I have so many other things I probably should be writing about. My Japan travel series, for example, which I’ve been trying to finish since 2014(!) Or my Kay in the Bag series, since I promised one post every week. I’m supremely bad at keeping my blogging promises, but here’s another post I pulled out of a hat for ya. Happy New Year, kids.
Today let’s talk about books. Last year I read around three or four books. Maybe even less, I’m not sure. (To be honest I’m just trying to save face here. Does fanfiction count as literature?)

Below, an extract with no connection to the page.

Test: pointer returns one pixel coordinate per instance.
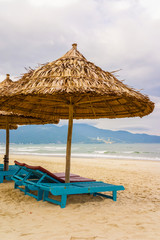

Even though I can literally cover my bedroom in books, I’m not a voracious reader. I’m relentless when it comes to book sales, but once I’ve emerged from the piles with my bounty and hinted at my victory on social media, I quickly realize I have five more books to read—on top of the five hundred I already have on my backlog. The pressure to read all the books I’ve acquired over the years pushes me into a state of distress and into the easy, undemanding arms of fanfiction (#Dramione, just gonna leave this here).
My workaround to this mild hoarding problem: push stuff around until I have a space where I can pile my purchases, taking great pains to make sure it doesn’t look like a hot mess.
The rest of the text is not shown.